中東かわら版

№11 イスラーム過激派:「イスラーム国」の生態 「リビア進出」は困難?

 2016年4月13日付のレバノンの『ナハール』(キリスト教徒資本)は、「イスラーム国」の「リビア進出」の状況につき要旨以下の通り報じた。

 

  • 「イスラーム国」が進出しているとされるシルト市では、「イスラーム国」に従わない者の殺害、服装規制に違反した者への殴打、食糧不足が進む中で略奪が相次いでいる。

  • リビアにおける「イスラーム国」構成員の正確な人数は不明だが、「イスラーム国」に加わる者は増加している。西側諸国の情報機関や国連は、リビア以外からの外国人が3000人~6000人いると推定している。これについて、ミスラータの軍閥幹部は「イスラーム国」側に地元の事情に通じたりビア人構成員がいないため、「イスラーム国」がリビアの広域を制圧するのは困難であろうと述べた。

  • 2015年8月にシルトから逃亡した同市の市長は、「イスラーム国」はシルトの政治的分裂に乗じ、同市に混住している多数の部族の各々に支持者を募って社会的調和を破壊したと述べた。

  • リビアの高官らは、「イスラーム国」が初歩的な国家を樹立しているとしてきた。そこでは、課税、宗教教育、ラジオ放送がなされ、一層凶暴な統治が科されている。「イスラーム国」は、誘拐、盗品の売却、麻薬密輸、おそらく移住者の密航で資金を得ている。

  • スパイ罪での処刑、遺体の磔、飲酒や喫煙の密告、女性に対するアバーヤやニカーブの着用強制、少年兵の徴用が行われている。

  • 外国人を含む「イスラーム国」の兵士には、平均を上回る給与や、車両、結婚などの福利厚生が提供されている。

  • 「イスラーム国」はカッザーフィー体制時の要員の協力を得ているが、双方の協力の程度は低い。

  • シルトの住民は、「イスラーム国」の構成員の大半は外国人であり、地元住民にとって「イスラーム国」が魅力的でないことを示していると述べた。

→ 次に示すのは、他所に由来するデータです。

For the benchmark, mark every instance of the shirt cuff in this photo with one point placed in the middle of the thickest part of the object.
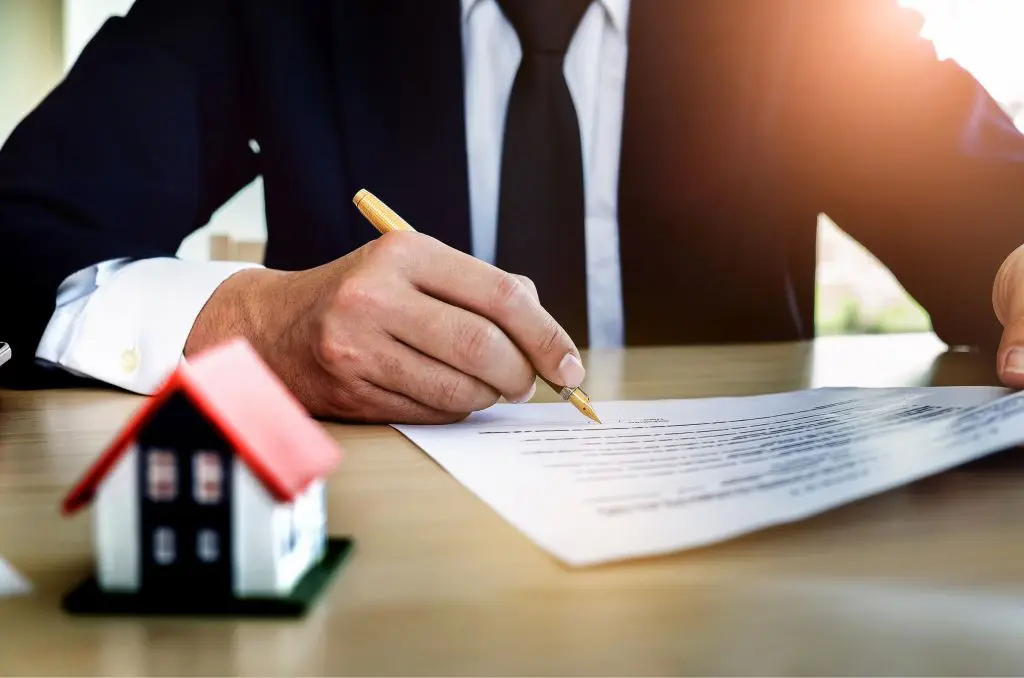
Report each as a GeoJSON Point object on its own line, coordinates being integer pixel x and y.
{"type": "Point", "coordinates": [126, 323]}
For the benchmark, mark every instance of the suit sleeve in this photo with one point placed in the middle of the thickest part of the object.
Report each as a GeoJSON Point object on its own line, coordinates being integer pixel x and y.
{"type": "Point", "coordinates": [133, 151]}
{"type": "Point", "coordinates": [909, 155]}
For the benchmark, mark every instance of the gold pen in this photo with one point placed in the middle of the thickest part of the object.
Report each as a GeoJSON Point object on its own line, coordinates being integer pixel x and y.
{"type": "Point", "coordinates": [385, 219]}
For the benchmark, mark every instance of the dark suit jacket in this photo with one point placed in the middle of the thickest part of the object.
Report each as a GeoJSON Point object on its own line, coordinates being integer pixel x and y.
{"type": "Point", "coordinates": [743, 120]}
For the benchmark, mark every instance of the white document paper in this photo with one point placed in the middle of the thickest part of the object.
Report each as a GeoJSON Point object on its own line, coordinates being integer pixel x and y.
{"type": "Point", "coordinates": [659, 476]}
{"type": "Point", "coordinates": [11, 583]}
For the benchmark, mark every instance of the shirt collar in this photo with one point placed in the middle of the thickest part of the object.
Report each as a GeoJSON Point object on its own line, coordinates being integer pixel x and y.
{"type": "Point", "coordinates": [616, 10]}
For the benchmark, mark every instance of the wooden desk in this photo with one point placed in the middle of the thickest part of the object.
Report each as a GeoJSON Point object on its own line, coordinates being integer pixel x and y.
{"type": "Point", "coordinates": [925, 580]}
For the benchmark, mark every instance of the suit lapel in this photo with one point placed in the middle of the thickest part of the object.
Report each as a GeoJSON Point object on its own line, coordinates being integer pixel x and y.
{"type": "Point", "coordinates": [698, 261]}
{"type": "Point", "coordinates": [399, 76]}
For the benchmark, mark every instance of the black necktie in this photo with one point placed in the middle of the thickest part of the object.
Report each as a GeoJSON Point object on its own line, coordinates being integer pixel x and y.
{"type": "Point", "coordinates": [541, 207]}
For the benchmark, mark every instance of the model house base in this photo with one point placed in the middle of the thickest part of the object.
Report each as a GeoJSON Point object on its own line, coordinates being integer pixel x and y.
{"type": "Point", "coordinates": [88, 598]}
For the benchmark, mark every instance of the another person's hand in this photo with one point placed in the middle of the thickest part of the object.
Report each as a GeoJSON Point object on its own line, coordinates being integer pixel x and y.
{"type": "Point", "coordinates": [403, 330]}
{"type": "Point", "coordinates": [1008, 301]}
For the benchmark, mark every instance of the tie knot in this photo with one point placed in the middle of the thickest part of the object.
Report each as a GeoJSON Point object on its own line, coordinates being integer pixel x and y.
{"type": "Point", "coordinates": [544, 26]}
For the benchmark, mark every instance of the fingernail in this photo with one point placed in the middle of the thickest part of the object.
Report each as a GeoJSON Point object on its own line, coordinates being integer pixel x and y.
{"type": "Point", "coordinates": [527, 396]}
{"type": "Point", "coordinates": [1014, 362]}
{"type": "Point", "coordinates": [570, 371]}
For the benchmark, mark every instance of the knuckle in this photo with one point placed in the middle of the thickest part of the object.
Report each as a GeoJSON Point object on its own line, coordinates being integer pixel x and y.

  • リビアで活動する「イスラーム国」の幹部は同派の週刊誌『ナバウ』とのインタビューで、シルト以外の地域へ勢力を拡大することが困難であることを認めた。その理由は、リビアでは武装勢力が乱立し諸派間の相違が激しいことである。

 

評価

 「イスラーム国」がリビアを制圧し、同地を拠点化する懸念はかねてより指摘されていたが、今般の報道は「イスラーム国」によるリビア制圧は容易ではないとの見通しを紹介するものである。主な理由としては、宗派的帰属の多様性が乏しいリビアにおいては、イラクやシリアで作り上げた「シーア派に対する宗派戦争」のストーリーを描くことができないこと、リビアの各地に割拠する武装勢力や軍閥には、シリア政府やイラク政府、及びこの両者の同盟者のような「共通の敵」が存在せず、「イスラーム国」の下に結集させにくいことが考えられる。

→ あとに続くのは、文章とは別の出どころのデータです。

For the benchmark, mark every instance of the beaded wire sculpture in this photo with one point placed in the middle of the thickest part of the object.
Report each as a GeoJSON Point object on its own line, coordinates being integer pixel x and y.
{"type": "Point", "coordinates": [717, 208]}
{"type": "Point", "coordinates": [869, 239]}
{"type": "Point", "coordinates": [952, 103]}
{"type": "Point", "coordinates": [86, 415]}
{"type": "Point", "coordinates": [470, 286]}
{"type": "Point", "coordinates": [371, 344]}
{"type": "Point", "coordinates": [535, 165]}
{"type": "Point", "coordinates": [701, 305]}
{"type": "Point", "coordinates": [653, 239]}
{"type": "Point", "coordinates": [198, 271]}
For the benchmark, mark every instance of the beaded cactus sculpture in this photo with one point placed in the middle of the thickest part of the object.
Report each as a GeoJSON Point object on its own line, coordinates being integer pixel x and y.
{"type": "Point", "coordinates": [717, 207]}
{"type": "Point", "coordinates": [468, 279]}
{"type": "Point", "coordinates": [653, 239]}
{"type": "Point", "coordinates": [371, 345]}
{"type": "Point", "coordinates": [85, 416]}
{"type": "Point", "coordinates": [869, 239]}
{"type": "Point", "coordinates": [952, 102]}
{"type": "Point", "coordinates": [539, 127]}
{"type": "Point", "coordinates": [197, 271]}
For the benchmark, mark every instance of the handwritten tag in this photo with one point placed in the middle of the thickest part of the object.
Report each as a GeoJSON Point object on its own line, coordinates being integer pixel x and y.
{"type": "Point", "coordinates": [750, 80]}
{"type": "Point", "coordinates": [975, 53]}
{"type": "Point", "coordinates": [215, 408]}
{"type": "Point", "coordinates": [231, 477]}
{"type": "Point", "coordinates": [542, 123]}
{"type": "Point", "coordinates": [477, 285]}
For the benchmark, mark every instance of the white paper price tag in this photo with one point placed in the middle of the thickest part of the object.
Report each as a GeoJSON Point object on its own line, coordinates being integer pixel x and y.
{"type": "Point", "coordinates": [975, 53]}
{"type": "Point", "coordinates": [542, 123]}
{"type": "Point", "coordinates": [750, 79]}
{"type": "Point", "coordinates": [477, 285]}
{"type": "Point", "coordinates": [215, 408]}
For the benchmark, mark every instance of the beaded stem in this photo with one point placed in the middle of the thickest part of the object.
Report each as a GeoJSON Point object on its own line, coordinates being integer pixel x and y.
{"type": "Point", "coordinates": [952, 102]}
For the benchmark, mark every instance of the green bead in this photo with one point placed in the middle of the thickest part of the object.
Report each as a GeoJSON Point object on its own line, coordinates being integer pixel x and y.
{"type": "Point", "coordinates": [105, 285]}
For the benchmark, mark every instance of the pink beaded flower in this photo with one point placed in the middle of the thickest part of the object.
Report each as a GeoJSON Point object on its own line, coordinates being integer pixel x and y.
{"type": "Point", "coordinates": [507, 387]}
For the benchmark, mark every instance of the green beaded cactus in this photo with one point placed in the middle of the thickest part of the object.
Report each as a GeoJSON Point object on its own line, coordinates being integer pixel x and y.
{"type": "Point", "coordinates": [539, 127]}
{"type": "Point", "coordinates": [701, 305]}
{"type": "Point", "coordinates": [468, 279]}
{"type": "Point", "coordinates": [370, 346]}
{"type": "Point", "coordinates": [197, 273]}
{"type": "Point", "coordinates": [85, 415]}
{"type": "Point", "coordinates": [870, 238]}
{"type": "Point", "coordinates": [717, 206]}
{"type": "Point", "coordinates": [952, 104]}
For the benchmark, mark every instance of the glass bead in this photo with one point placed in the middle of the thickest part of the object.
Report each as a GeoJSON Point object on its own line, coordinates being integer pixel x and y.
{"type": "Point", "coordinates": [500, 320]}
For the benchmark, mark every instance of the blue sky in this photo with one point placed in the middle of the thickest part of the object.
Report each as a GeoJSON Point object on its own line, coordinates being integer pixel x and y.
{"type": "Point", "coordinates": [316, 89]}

 一方、「イスラーム国」はシルトにおいても高額の給与や様々な福利厚生の提供による人員勧誘や、飲酒・喫煙の禁止や服装規制のような様々な規正を暴力的に進めるなど、イラクやシリアでの占拠地域で行っているのと同様の「統治」を行っている模様である。「イスラーム国」による「統治」は、「イスラーム的に正しい振る舞いは来世で報われる」との精神的刺激のみで現世的な資源や支持を動員するとの発想に基づくものであり、これは「イスラーム国」に思想・心情的に共鳴しない者にとっては収奪以外の何物でもなく、持続可能な「統治」とはいえないだろう。そのため、仮に「イスラーム国」がシルト以外の地域、特に油田や石油の積み出し拠点を占拠することになっても、そうした地域を持続的かつ安定的に経営することは困難であろう。